Original report about the failure to support Marines in Afghanistan;

Editor’s note: McClatchy Newspapers foreign correspondent Jonathan S. Landay was embedded with U.S. Marine trainers as they, along with local troops, walked into a trap in eastern Afghanistan on Tuesday.

McClatchy Newspapers

GANJGAL, Afghanistan — We walked into a trap, a killing zone of relentless gunfire and rocket barrages from Afghan insurgents hidden in the mountainsides and in a fortresslike village where women and children were replenishing their ammunition.

“We will do to you what we did to the Russians,” the insurgent’s leader boasted over the radio, referring to the failure of Soviet troops to capture Ganjgal during the 1979-89 Soviet occupation.

Dashing from boulder to boulder, diving into trenches and ducking behind stone walls as the insurgents maneuvered to outflank us, we waited more than an hour for U.S. helicopters to arrive, despite earlier assurances that air cover would be five minutes away.
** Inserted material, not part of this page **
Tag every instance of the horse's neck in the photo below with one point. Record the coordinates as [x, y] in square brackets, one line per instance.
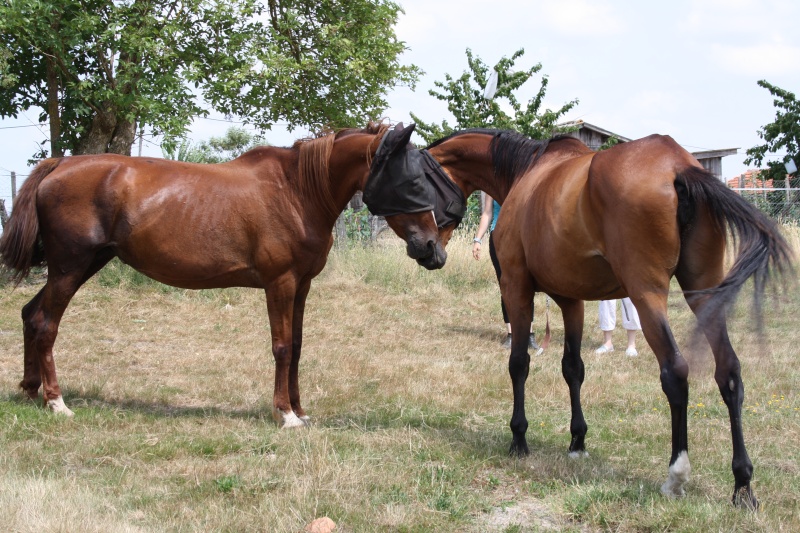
[470, 169]
[348, 168]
U.S. commanders, citing new rules to avoid civilian casualties, rejected repeated calls to unleash artillery rounds at attackers dug into the slopes and tree lines — despite being told repeatedly that they weren’t near the village.

“We are pinned down. We are running low on ammo. We have no air. We’ve lost today,” Marine Maj. Kevin Williams, 37, said through his translator to his Afghan counterpart, responding to the latter’s repeated demands for helicopters.

Four U.S. Marines were killed Tuesday, the most U.S. service members assigned as trainers to the Afghan National Army to be lost in a single incident since the 2001 U.S.-led invasion. Eight Afghan troops and police and the Marine commander’s Afghan interpreter also died in the ambush and the subsequent battle that raged from dawn until 2 p.m. around this remote hamlet in eastern Kunar province, close to the Pakistan border.